Read or Download Shakespeare and the Force of Modern Performance PDF

Similar theatre books

Resurrection Blues

Arthur Miller's penultimate play, Resurrection Blues, is a darkly comedian satirical allegory that poses the query: What might ensue if Christ have been to seem on the earth at the present time? In an unidentified Latin American state, normal Felix Barriaux has captured an elusive progressive chief. The insurgent, identified via a number of names, is rumored to have played miracles through the nation-state.

Hernani

En imposant Hernani, chef-d'oeuvre du drame romantique, à l. a. Comédie-Française, temple du classicisme, Victor Hugo fut à l'origine de l'une des plus célèbres batailles de l'histoire littéraire. "Tissu d'extravagances", fruit d'un "esprit humain affranchi de toute règle et de toute bienséance" selon l. a. censure.

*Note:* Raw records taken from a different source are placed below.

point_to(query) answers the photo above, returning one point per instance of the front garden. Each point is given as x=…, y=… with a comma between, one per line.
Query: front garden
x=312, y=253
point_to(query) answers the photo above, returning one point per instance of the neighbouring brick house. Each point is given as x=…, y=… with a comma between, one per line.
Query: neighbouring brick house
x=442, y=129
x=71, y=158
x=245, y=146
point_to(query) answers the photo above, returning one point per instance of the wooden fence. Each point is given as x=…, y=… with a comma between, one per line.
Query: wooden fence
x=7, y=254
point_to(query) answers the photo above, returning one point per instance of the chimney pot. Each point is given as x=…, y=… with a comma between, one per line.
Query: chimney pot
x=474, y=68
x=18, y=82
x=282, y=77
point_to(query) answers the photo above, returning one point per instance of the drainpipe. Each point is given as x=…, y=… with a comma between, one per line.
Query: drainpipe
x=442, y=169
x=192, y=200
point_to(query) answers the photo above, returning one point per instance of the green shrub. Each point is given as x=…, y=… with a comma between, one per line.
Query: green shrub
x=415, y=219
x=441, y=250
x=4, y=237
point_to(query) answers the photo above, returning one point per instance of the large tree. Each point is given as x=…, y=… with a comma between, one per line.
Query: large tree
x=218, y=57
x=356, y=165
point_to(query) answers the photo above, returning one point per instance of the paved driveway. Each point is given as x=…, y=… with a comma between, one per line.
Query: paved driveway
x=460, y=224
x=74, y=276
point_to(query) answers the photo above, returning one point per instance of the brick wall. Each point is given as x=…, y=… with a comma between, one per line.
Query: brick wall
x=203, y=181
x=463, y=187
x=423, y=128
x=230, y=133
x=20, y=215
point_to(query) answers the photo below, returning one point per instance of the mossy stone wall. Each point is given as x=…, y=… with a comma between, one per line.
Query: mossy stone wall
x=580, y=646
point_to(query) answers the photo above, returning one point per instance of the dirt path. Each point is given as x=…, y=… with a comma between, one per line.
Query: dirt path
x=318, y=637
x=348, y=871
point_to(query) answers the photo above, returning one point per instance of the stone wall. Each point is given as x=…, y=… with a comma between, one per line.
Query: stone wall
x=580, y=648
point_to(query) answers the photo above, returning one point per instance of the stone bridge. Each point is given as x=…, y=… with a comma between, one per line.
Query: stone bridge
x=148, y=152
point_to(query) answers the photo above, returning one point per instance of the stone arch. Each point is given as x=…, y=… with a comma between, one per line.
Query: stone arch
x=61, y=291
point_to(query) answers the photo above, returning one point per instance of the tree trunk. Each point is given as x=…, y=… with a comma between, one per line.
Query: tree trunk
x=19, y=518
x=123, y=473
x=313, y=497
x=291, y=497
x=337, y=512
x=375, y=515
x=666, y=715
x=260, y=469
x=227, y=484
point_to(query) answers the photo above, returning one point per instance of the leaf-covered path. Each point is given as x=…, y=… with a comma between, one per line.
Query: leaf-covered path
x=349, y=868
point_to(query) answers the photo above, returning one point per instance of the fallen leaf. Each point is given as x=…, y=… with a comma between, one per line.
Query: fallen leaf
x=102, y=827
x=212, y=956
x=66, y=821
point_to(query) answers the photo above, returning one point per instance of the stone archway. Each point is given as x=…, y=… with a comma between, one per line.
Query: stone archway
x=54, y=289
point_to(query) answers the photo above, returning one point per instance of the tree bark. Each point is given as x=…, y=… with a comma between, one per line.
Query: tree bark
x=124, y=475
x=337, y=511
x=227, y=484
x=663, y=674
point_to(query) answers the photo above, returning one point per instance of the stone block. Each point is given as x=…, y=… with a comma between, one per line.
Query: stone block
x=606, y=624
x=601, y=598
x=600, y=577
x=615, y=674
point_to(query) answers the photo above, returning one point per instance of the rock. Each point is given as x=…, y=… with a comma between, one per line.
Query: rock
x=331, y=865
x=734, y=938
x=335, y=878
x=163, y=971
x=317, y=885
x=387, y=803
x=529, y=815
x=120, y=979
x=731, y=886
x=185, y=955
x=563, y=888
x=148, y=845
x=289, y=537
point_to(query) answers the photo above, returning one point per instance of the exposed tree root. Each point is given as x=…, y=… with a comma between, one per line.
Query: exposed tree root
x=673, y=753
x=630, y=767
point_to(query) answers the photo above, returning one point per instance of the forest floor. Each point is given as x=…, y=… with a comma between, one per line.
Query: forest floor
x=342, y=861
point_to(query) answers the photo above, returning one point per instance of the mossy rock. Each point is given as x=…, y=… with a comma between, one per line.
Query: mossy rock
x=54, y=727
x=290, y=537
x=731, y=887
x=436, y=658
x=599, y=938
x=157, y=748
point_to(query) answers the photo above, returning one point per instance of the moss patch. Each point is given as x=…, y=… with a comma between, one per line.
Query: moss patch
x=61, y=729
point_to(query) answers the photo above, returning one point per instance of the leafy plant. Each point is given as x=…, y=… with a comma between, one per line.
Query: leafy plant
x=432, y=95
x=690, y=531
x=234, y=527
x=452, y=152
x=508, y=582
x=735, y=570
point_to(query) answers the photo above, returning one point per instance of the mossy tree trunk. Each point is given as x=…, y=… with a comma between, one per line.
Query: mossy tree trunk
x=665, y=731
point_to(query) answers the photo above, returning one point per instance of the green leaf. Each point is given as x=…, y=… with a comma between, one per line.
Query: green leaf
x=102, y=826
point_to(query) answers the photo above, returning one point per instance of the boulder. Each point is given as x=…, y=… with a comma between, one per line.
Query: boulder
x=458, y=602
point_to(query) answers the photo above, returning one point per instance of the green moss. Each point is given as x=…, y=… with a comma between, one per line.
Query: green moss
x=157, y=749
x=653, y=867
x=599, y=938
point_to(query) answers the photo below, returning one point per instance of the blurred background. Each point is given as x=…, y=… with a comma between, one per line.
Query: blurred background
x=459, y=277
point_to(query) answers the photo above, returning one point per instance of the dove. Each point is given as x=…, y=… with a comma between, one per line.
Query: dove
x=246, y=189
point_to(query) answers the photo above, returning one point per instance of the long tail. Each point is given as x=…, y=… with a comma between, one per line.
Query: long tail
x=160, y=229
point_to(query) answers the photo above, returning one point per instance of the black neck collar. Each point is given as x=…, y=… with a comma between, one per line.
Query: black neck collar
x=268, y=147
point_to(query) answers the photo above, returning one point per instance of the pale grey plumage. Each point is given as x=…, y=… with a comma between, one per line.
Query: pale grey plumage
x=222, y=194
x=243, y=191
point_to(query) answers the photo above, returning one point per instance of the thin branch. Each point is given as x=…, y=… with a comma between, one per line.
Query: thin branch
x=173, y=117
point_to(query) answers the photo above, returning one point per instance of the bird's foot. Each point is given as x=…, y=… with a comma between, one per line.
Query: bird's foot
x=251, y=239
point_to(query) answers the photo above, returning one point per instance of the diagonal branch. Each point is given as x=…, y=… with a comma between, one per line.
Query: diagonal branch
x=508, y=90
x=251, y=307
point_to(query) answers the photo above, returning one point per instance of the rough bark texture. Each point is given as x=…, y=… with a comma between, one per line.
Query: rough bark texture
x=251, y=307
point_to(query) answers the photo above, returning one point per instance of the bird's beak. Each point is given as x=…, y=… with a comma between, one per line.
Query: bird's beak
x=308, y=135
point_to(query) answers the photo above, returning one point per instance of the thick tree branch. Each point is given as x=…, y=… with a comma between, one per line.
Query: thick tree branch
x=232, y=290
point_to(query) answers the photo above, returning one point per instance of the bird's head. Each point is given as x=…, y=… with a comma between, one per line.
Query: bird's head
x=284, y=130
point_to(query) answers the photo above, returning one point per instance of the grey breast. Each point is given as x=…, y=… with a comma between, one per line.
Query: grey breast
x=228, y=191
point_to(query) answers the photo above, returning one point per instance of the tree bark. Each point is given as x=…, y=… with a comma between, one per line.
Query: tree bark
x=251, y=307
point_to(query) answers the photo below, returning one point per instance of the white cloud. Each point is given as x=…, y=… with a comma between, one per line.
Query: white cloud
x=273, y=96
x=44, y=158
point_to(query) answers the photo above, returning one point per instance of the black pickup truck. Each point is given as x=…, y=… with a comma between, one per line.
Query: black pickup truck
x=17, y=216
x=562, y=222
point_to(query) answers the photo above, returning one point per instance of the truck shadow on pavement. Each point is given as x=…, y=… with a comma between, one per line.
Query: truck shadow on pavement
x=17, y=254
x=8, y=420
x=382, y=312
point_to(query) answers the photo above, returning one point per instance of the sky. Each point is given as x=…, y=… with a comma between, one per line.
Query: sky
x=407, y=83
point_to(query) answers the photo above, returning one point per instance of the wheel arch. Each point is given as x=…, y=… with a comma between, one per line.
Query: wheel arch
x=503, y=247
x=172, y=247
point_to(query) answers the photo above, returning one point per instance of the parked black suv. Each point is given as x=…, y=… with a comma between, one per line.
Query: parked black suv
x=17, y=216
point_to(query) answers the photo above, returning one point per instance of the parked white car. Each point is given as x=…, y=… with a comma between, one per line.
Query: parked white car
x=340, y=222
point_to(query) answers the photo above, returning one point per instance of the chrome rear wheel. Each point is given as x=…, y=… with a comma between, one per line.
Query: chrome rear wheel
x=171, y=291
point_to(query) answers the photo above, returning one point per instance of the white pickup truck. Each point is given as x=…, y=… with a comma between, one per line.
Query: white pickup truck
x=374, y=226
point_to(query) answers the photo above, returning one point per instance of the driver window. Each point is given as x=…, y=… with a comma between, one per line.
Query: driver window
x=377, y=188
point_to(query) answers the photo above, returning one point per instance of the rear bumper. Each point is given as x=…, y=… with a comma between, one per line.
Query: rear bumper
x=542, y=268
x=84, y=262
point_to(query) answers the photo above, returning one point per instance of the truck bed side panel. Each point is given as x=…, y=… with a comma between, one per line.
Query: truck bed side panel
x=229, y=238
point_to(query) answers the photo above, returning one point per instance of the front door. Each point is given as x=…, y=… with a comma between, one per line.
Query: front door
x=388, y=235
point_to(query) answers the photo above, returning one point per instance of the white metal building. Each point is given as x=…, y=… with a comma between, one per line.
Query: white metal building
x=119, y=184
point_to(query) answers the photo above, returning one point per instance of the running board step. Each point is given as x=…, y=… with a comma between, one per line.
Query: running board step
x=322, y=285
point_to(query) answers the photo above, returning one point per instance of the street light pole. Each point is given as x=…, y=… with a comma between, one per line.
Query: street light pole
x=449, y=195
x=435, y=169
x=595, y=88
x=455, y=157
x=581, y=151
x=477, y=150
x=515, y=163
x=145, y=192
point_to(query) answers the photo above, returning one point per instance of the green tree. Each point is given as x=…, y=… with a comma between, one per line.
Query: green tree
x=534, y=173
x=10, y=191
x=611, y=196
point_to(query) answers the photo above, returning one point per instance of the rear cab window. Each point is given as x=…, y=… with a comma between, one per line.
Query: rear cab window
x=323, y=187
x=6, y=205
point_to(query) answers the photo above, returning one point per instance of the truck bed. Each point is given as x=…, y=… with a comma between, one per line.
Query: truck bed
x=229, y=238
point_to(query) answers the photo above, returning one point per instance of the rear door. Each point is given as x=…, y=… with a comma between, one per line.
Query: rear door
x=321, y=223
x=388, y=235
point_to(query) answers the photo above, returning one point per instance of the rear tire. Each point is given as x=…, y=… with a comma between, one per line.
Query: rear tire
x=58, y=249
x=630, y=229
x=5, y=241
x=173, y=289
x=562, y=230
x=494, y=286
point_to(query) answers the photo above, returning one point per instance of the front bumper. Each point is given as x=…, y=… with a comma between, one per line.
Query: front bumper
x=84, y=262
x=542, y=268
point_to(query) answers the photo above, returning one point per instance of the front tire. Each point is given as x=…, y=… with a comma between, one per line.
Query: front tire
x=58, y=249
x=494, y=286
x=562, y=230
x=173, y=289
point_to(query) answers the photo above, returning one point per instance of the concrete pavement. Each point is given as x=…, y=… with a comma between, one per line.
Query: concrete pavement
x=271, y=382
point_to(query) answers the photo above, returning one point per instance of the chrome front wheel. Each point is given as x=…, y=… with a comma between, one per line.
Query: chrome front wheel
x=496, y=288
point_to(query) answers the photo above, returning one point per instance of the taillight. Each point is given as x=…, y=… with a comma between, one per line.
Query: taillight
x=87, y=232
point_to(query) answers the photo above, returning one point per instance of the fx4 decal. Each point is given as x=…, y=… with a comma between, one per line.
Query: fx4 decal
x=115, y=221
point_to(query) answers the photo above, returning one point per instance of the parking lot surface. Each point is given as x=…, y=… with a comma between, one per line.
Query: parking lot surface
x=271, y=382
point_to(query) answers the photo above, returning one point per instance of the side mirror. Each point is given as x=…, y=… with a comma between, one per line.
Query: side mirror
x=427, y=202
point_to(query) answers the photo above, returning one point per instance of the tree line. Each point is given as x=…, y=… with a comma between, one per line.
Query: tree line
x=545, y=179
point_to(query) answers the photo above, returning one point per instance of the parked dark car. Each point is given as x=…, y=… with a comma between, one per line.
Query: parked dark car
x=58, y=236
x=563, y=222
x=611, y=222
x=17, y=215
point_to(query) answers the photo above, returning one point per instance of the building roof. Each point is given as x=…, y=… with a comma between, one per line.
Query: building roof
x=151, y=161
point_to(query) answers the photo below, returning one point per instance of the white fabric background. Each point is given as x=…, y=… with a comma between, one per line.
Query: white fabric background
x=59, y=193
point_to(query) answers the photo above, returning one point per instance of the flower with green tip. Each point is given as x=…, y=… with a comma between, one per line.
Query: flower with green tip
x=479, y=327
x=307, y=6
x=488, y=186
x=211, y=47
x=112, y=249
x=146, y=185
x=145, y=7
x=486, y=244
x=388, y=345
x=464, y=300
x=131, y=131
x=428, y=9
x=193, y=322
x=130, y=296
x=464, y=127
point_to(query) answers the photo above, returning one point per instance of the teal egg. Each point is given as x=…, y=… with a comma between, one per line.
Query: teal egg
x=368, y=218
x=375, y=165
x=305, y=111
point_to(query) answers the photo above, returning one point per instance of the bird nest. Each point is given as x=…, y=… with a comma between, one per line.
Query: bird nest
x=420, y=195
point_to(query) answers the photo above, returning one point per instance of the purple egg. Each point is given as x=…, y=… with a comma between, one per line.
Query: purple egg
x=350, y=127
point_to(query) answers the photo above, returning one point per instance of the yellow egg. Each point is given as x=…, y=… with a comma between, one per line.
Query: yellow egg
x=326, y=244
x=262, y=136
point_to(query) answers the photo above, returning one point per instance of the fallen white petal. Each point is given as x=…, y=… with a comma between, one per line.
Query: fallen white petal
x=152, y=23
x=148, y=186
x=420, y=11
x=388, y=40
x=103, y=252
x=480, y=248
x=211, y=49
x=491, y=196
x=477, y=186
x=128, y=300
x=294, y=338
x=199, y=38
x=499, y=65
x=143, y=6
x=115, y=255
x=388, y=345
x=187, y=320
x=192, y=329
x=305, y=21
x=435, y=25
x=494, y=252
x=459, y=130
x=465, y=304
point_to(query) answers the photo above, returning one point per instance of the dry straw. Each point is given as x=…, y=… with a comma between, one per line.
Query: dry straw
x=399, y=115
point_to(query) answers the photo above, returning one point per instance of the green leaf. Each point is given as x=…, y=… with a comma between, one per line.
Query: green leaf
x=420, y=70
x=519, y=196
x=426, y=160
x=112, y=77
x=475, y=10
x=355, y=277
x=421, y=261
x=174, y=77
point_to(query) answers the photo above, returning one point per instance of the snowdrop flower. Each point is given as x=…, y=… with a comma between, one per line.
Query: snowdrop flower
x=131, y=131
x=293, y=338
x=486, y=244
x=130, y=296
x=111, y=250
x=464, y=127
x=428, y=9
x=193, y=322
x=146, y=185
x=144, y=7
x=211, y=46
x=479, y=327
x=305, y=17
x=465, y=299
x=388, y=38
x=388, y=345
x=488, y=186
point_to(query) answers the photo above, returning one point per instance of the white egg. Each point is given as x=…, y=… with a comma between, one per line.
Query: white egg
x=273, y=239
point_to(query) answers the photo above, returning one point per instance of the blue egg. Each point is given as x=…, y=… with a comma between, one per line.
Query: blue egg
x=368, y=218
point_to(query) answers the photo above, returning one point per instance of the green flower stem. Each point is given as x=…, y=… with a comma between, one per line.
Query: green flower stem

The Theater of Truth: The Ideology of (Neo)Baroque Aesthetics

The Theater of fact argues that seventeenth-century baroque and twentieth-century neobaroque aesthetics must be understood as a part of an identical complicated. The Neobaroque, instead of being a go back to the stylistic practices of a specific time and position, may be defined because the continuation of a cultural process produced as a reaction to a selected challenge of notion that has beset Europe and the colonial international considering the fact that early modernity.

Chaos as Usual: Conversations About Rainer Werner Fassbinder

(Applause Books). Rainer Werner Fassbiner left in the back of a literary and cinematic legacy which holds a distinct position within the historical past of ecu movie and within the tradition of the 20th century. It advanced because the expression of an period, among 1966 and 1982, in a rustic which used to be then one other Germany and which now not exists.

Additional resources for Shakespeare and the Force of Modern Performance

Sample text

10 Print also came to govern the rhetoric of theatrical performance, the sense that performance derives from the order of print. The iterative nature of print changed the understanding of theatre and its relationship to dramatic writing, giving rise to a sense of theatre as a form of printlike reiteration, and so to a distinctive sense of theatrical (in)fidelity, the notion that theatrical performance is a replaying of an artistic identity held elsewhere, within the printed text of the play. And yet, while print has changed the landscape of performance for ever, installing plays as fixed printed objects to be reiterated in another medium (performance), the first impact of print in the theatre was on a culture that used writing in a specific process of oral transmission, and printed drama remains embedded in a range of oral practices today.

As a result, throughout the book, I discuss performances in some detail: an “experimental” university production of Romeo and Juliet that attempted to theatricalize unspoken features of the q 2 text of that play; the disarming performance of the “mutes or audience” of Hamlet at the Globe Theatre in 2000; Baz Luhrmann’s William Shakespeare’s Romeo + Juliet, and the Grupo Galp˜ao Romeu e Julieta, staged as part of the “Globe to Globe” series; several contemporary films; and the performance of reading hypertext online.

And yet, while print has changed the landscape of performance for ever, installing plays as fixed printed objects to be reiterated in another medium (performance), the first impact of print in the theatre was on a culture that used writing in a specific process of oral transmission, and printed drama remains embedded in a range of oral practices today. “Scribal culture” (Eisenstein’s term) was heavily reliant on “oral transmission” in ways that make a simple opposition between oral and literate cultures suspect.